When Knibb left the Energy Lab, the crowd thought the race was over. She looked strong, smooth, unbreakable. The commentators said it out loud: Taylor Knibb has Kona won.
But deep down, she knew the heat was stalking her. At one aid station she slowed and told herself: You are not getting second. You will die trying to win. Second wasn’t an option.


The Collapse
With the top of Palani nearly in sight—the final climb before the short downhill to the famous finish on Ali‘i Drive—Knibb’s body finally gave out. She stepped off course and sat down on the shoulder of the road.
From the finish line, thousands of spectators gasped. The roar of the crowd fell silent as word spread: the leader had stopped. Around the world, fans watching online couldn’t believe what they were seeing. After leading for so long, the race’s brightest star was down.
Knibb told her team she was done—she couldn’t finish. Moments later, medics rushed in. She was lifted into an ambulance and taken to the medical tent. There, doctors ran her labs: electrolytes, glucose, sodium—all perfect. They checked her core sensor again: 104.2 °F, a full 30 minutes after she’d stopped. By definition, a heat stroke.
After the Finish Line
When the noise faded, Knibb didn’t see defeat; she saw clarity. “If you told me I could either win Kona or keep my career, I’d choose my career every time,” she said. “That day just confirmed how much I love what I do.”
She’s already focused on 2026—what she calls her bonus year. The women’s championship was originally scheduled to return to Nice, France, but Ironman reversed course, bringing it back to Kona. “We get a bonus year,” she said. “It’s less than 50 weeks away. Time to get ready.”
Knibb’s takeaway from Kona can’t be measured by finish lines. “I didn’t think I was tough enough,” she said. “But I found out I can literally push myself to the edge. That’s kind of cool.”
Fueling Taylor’s Kona
Everything Taylor Knibb used to power 8 hours on triathlon’s toughest stage.
Taylor Knibb’s race in Kona didn’t end because of nutrition.
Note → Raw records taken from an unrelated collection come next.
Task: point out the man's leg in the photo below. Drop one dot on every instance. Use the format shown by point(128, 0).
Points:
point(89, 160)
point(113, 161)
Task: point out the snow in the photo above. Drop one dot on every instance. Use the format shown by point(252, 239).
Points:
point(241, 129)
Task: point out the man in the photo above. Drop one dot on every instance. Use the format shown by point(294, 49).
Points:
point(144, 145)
Her fueling was flawless—something confirmed later in the medical tent, where doctors told her every lab number looked perfect: glucose, sodium, and electrolytes all right on target.
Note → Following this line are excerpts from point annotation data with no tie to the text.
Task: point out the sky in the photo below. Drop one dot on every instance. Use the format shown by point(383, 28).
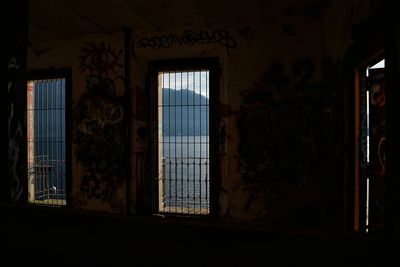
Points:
point(191, 80)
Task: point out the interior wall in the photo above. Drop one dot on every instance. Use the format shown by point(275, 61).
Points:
point(281, 114)
point(99, 125)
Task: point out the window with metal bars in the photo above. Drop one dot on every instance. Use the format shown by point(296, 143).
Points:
point(46, 141)
point(185, 123)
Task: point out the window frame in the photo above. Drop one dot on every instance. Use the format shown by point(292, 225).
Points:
point(59, 73)
point(360, 187)
point(212, 65)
Knibb followed a data-driven plan built entirely around The Feed’s products and her own physiology. Here’s how she fueled the day:
Breakfast (3 hrs before start)
100 g cooked white rice
Pre-Swim (15 min before start)
1 × 750 ml bottle of Skratch Labs Superfuel Drink Mix with 100 g carbohydrates + 1,500 mg sodium → Blended with Skratch Labs Hydration Booster to match blood salinity for faster absorption
Bike – 112 miles
7 bottles total → 5.5 liters of fluid → 540 g carbohydrates → 4,800 mg sodium
Mostly Skratch Labs Superfuel, with two bottles of Skratch Labs Drink Mix (Lemon Lime) for variety
Run – 26.2 miles
4 bottles of 500 ml each → 30 g carbohydrates + 400 mg sodium per bottle
All liquid fuel—no gels—to avoid gut stress in the heat
Totals
≈ 6,300 mg sodium
≈ 640 g carbohydrates
≈ 6 liters fluid
Thirty minutes after collapsing, Knibb’s core-temperature reading still showed 104.2 °F, but her fueling numbers were textbook perfect. “It’s comforting,” she said. “It means I did everything right that I could control.”
Knibb plans to use the same fueling framework next season, fine-tuning for Kona’s heat and humidity—but not changing what worked. “Fueling wasn’t the problem,” she said. “The island was.”